歯のはなし 2004年9月号
      タバコと歯 (2)

 前回は特にタバコに含まれる「タ−ル」と「ニコチン」は生体に対してガンを誘発する有害な因子であることを書きました。
 確かに動物実験によるとかなり多くのタバコの「タ−ル」を直接マウスに皮膚に塗ると「ガン」が発生することが報告されています。
 現在は多くのタバコに煙をろ過して「タール」や「ニコチン」の量を減らし、さらに味をまろやかにすいやすく工夫された活性炭を加えた「チャコ−ル.フイルタ−」が多く使用されています。
 しかし、歯や義歯の表面にタバコのヤニと称するタ−ルが付着するため、その人と会話をしただけでもプーンと悪臭があるだけでなく、本来の歯の褐色に着色され美的ではありません。それどころか歯に付着しているため、歯石の母体の一助にもなるため大敵です。

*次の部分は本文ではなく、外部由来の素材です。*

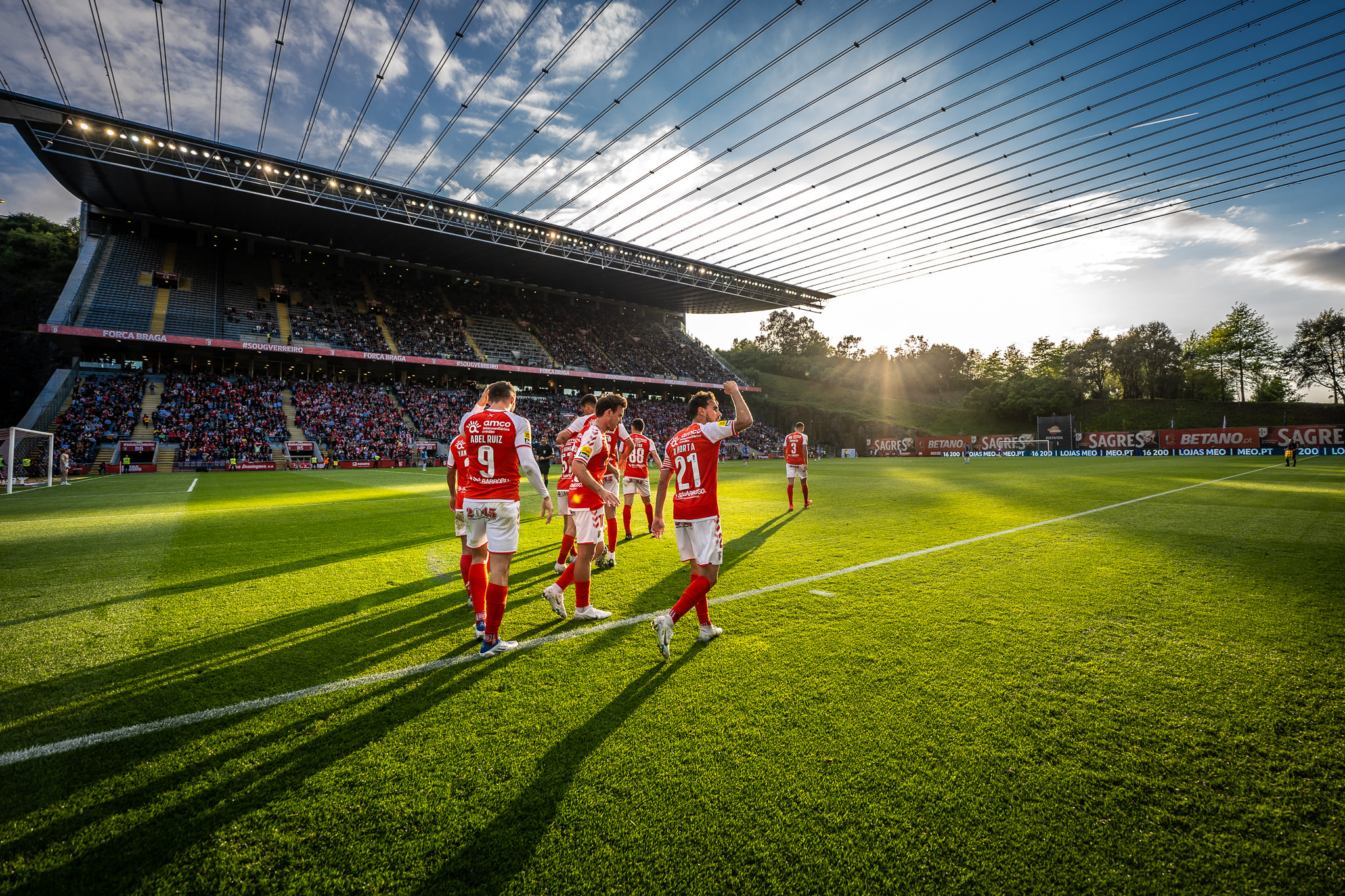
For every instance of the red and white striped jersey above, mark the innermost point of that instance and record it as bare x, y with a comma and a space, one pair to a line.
567, 457
595, 450
493, 441
642, 449
459, 458
693, 456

 特にインプラントを入れている患者さんの場合はチタンの露出している周りの表面がノリのようにベッタリと細菌と共存しているためタバコはやめていただきたいと思います。
 タバコが人体に及ぼす影響としては、肺がん、口腔がん、歯周病、慢性気管支炎、食道がん、心疾患、妊婦の流産、早産などと危険因子などが疫学的に認められています。
歯周病の場合は特に歯と歯肉との境界に問題がありますが、歯のつけ根が黒くなってセメント質の表面にまでタ−ルが着色しますとヤニを除去する際、歯はしみやすく知覚過敏になります。 この場合のヤニは層状にベットリと付着しているため、黒ずんでいるところと細菌を一緒に除去するにはかなりの時間がかかります。
 口腔内の清掃が不十分にならないように常に歯や歯肉の表面はつるつるの状態の手入れが大切です。